Eloise’s new editor left for another job. The replacement examined the legacy and saw at once that the book would work better in third person.


K won a prize for the new book, thus becoming much grander.


Nigel had been keeping his ear to the ground. He saw at once that the thing, used properly, might just do for his Bishop, who was quietly pining for a shot at Canterbury. It would be the most terrific coup if Bath and Wells could persuade the now indisputably distinguished K to accept carte blanche.

By the most extraordinary piece of luck, Boulez agreed to come to London to revive his production of Moses und Aron.

Nigel whispered in the ear of a very dear friend at Covent Garden: it would be quite wonderful if Boulez and K were to appear in conversation before the great event. Boulez was, in fact, an admirer of K; K agreed to the treat (with the promise of accommodation at Claridge’s and a box for opening night).

Nigel was then able quite naturally to reply to K’s benevolent thanks for his efforts.

The Bishop and Mrs Bishop trusted him implicitly; if an invitation to the Glyndebourne Arabella would lure the Nobel laureate in posse, to Glyndebourne they would go.
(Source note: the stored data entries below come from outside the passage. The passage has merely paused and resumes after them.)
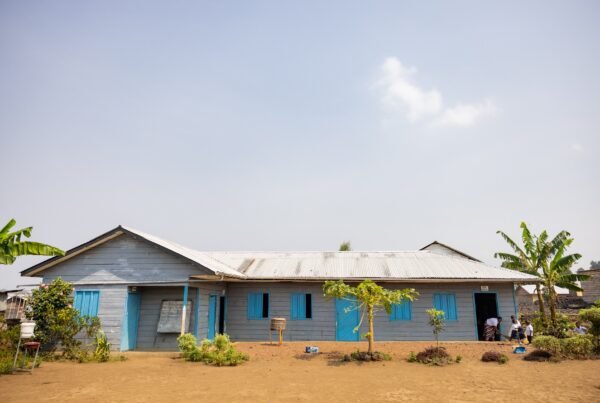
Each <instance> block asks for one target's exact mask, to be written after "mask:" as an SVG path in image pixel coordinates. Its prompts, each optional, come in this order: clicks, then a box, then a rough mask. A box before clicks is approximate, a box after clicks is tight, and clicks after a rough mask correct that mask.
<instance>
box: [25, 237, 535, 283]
mask: <svg viewBox="0 0 600 403" xmlns="http://www.w3.org/2000/svg"><path fill="white" fill-rule="evenodd" d="M124 233H129V234H130V235H132V236H137V237H140V238H143V239H145V240H146V241H148V242H150V243H153V244H155V245H157V246H158V247H160V248H164V249H165V250H168V251H170V252H172V253H174V254H177V255H180V256H182V257H184V258H186V259H188V260H190V261H192V262H195V263H198V264H200V265H201V266H203V267H206V268H207V269H208V270H210V271H212V272H213V273H214V274H215V275H216V276H224V277H228V278H237V279H240V280H267V279H269V280H322V279H366V278H371V279H381V280H396V281H403V280H409V281H410V280H448V281H457V280H496V281H507V282H519V283H535V282H537V281H539V279H538V278H537V277H534V276H530V275H528V274H524V273H520V272H517V271H514V270H508V269H503V268H498V267H494V266H490V265H487V264H485V263H482V262H479V261H474V260H471V259H468V258H463V257H460V256H455V255H444V254H439V253H434V252H432V251H428V250H420V251H390V252H356V251H351V252H337V251H336V252H203V251H198V250H194V249H191V248H188V247H185V246H182V245H179V244H177V243H175V242H171V241H167V240H164V239H162V238H159V237H157V236H154V235H151V234H147V233H145V232H142V231H139V230H136V229H133V228H129V227H123V226H119V227H117V228H115V229H113V230H111V231H109V232H107V233H105V234H102V235H100V236H99V237H97V238H94V239H92V240H91V241H88V242H86V243H84V244H82V245H79V246H77V247H75V248H73V249H71V250H69V251H67V253H66V255H65V256H56V257H53V258H50V259H48V260H46V261H44V262H41V263H38V264H36V265H34V266H32V267H30V268H28V269H26V270H24V271H22V272H21V274H22V275H27V276H33V275H36V274H37V273H39V272H40V271H42V270H45V269H47V268H48V267H51V266H53V265H55V264H59V263H61V262H63V261H65V260H68V259H71V258H73V257H74V256H77V255H78V254H80V253H84V252H85V251H86V250H88V249H90V248H94V247H96V246H98V245H101V244H102V243H104V242H108V241H109V240H111V239H114V238H115V237H116V236H120V235H122V234H124ZM193 277H197V278H202V277H203V276H201V275H198V276H193Z"/></svg>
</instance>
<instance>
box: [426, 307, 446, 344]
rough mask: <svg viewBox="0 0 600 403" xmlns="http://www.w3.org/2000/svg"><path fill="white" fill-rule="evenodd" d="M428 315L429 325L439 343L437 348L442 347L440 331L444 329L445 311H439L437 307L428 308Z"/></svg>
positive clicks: (436, 339)
mask: <svg viewBox="0 0 600 403" xmlns="http://www.w3.org/2000/svg"><path fill="white" fill-rule="evenodd" d="M425 312H427V315H428V316H429V326H431V329H432V331H433V336H434V337H435V341H436V343H437V348H438V349H439V348H440V333H441V332H442V331H443V330H444V324H445V323H444V322H445V315H444V311H438V310H437V309H435V308H431V309H428V310H427V311H425Z"/></svg>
Mrs Bishop handsomely undertook to lay on hampers from Fortnum’s, strictly kosher in case of need — one could always count on Mrs B.

K was all amiability in agreeing to join the episcopal party. He was not, in fact, at all particular in matters of kashrut, but he very much liked to be asked.

At supper he displayed his broadmindedness by consuming lobster patties with evident enjoyment.

Nigel was assiduous in filling his glass with champagne.

At the second interval K agreed affably to contribute to a service apiece at Bath and at Wells. He knew printers at Golders Green who could sort out the Hebrew. Mrs B. (bless her) made all the right noises.


Gerald’s Bishop remained thankfully unapprised.